Dentro do mercado único e com os Estados-nação a competirem entre si.
Exato. O mercado único é um terreno onde os Estados-nação e as empresas e os bancos que se localizam nos Estados-nação se posicionam, dependendo da força de cada Estado. Fundamentalmente, a União Europeia é isso. Também é verdade – e é isso que a torna diferente de outras alianças – que cria as suas próprias organizações transnacionais, como a Comissão. É verdade que isto complica a questão e permite que algumas pessoas pensem que seja um Estado transnacional. Não o é nem nunca se tornará um Estado transnacional. Os Estados-nação retêm a soberania. Mas arrastam-na conforme as suas necessidades, das suas empresas, dos seus interesses nacionais particulares. Nesse contexto, não havia necessidade de a União Europeia ter uma moeda comum deste género. O único Estado-nação que claramente beneficiou dela foi a Alemanha, sem dúvida.
Os franceses pensavam que podiam diluir o poder do marco alemão no euro. Porque é que isso não aconteceu?
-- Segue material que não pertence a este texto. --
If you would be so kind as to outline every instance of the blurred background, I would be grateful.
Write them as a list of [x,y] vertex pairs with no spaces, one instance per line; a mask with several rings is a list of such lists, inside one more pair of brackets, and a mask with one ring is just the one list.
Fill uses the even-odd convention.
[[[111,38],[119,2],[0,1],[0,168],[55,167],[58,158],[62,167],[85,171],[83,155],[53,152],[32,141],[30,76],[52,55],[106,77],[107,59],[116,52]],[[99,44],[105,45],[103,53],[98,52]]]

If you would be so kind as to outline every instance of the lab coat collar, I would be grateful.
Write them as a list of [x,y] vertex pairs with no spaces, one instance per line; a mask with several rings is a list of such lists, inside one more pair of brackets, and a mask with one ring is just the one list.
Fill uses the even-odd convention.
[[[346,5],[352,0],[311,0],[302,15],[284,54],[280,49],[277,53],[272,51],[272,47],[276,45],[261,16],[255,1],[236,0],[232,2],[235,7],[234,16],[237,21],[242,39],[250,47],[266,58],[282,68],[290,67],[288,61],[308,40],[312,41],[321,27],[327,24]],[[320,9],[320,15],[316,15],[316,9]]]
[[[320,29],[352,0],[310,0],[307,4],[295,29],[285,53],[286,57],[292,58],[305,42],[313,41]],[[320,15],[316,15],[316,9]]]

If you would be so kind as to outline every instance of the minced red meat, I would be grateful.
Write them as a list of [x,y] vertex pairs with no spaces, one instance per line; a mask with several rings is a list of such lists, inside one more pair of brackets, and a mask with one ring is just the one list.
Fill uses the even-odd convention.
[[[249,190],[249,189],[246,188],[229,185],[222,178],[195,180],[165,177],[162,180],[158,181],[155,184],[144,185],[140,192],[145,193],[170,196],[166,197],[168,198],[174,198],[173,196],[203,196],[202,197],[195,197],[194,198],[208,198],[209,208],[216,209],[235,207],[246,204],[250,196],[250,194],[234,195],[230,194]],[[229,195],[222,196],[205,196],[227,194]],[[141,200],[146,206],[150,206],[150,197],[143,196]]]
A História está recheada de consequências não intencionais. De facto, foram os franceses que pressionaram para a criação do euro. A elite francesa pensou que a união monetária iria ser um bom instrumento pelo qual exerceria controlo sobre a Alemanha reunificada. Os Estados mais pequenos, como Portugal, Grécia e outros países, também cederam à união monetária porque aparentava ser uma forma de controlar as taxas de câmbio, o que na história da Europa foi sempre muito problemático para os Estados pequenos.
Porquê?
Historicamente, as divergências nas taxas de inflação – com a Alemanha com taxas baixas – sempre criaram problemas cambiais ou nas divisas para os países periféricos, à Itália em particular. Por isso, acreditaram que a união monetária seria uma forma de estabilizar a situação e de lidar com as crises nas taxas de câmbio. A combinação destes fatores, juntamente com outros desenvolvimentos político-económicos, levou à introdução da UEM. A elite alemã atuou com uma disciplina considerável domesticamente, controlou as taxas de salários nominais, controlou o mercado interno, os preços, e acumulou uma tremenda vantagem competitiva. A Alemanha emergiu assim com um vasto poder exportador. A Alemanha tem um vasto poder industrial no setor dos químicos, na indústria automóvel, nas máquinas-ferramentas, e suga a procura de todo o mundo. Pelo menos costumava fazê-lo até 2018, e fá-lo mantendo a economia interna suprimida de forma permanente. É um sistema bizarro e não se pode manter por muito mais tempo – até porque a dominação económica alemã está centrada nas indústrias automóvel, química e das máquinas-ferramentas, mas as tecnologia de ponta não são estas. É, basicamente, a inteligência artificial e o 5G, e a Alemanha não está nesse campo. O único país na Europa que tem potencial para crescer e para competir – com os Estados Unidos e a China – nesses campos é o Reino Unido.